Na primeira década do século XXI os trabalhos apresentados nos congressos Ecaade, assim como nos demais congressos internacionais da área, enfatizavam a técnica inicialmente conhecida como prototipagem rápida e logo depois rebatizada de fabricação digital, passando a envolver mais que a produção de protótipos por sistemas aditivos. Motivados pela necessidade de produzir edifícios com formas especiais, os pesquisadores passaram a estabelecer parcerias com a indústria de materiais de construção e a investigar novos meios de produção controlados por computador, como o corte a laser, a plasma e por jato de água. Nos últimos anos daquela década, no entanto, a modelagem paramétrica começou a competir com esse tema, em especial após o lançamento e popularização de softwares como o Generative Components da Bentley e, mais recentemente, o Grasshopper da Mc Neil.

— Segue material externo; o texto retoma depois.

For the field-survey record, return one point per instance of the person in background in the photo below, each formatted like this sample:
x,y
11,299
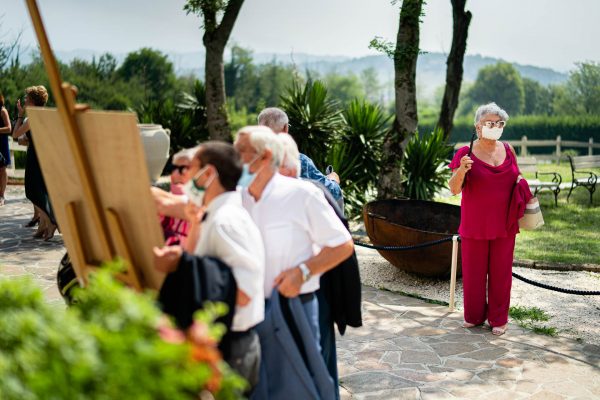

A partir da segunda década do século XXI a modelagem paramétrica e a fabricação digital se mesclaram e teve início o estudo sobre o uso da robótica na produção arquitetônica. A tendência já podia ser observada nos dois últimos Ecaades, porém ainda de maneira especulativa. Mas no último Acadia (congresso de Caad norte-americano), realizado em Calgary, no Canadá, e neste Ecaade, os robôs apareceram de maneira massiva e em uma série de diferentes aplicações.
Na Europa, assim como nos Estados Unidos, a automação está presente por todas as partes, e não apenas na indústria: no caixa dos supermercados, das livrarias, nos lockers das estações de trem e aeroportos, e até mesmo em algumas redes de fast food, onde o pedido pode ser feito em um terminal. A automação dos setores de serviços e indústria faz sentido não apenas pelo custo elevado da mão de obra, mas também porque nesses países a grande maioria das pessoas cursou nível superior e não está disposta a realizar trabalhos repetitivos. Na arquitetura, contudo, o uso dos robôs não está ligado ao custo da mão de obra, e sim à possibilidade de fabricação de formas complexas com uma precisão antes inimaginável.
Um dos grupos pioneiros no trabalho com robôs é o dos arquitetos Gramazio e Kohler, do laboratório Dfab, na ETH Zurich. O grupo não apenas desenvolveu software e realizou testes especulativos com diferentes métodos de uso dos robôs, como efetivamente realizou aplicações arquitetônicas, produzindo painéis de tijolos com formas complexas que foram utilizados, por exemplo, no edifício de uma vinícola na Suiça.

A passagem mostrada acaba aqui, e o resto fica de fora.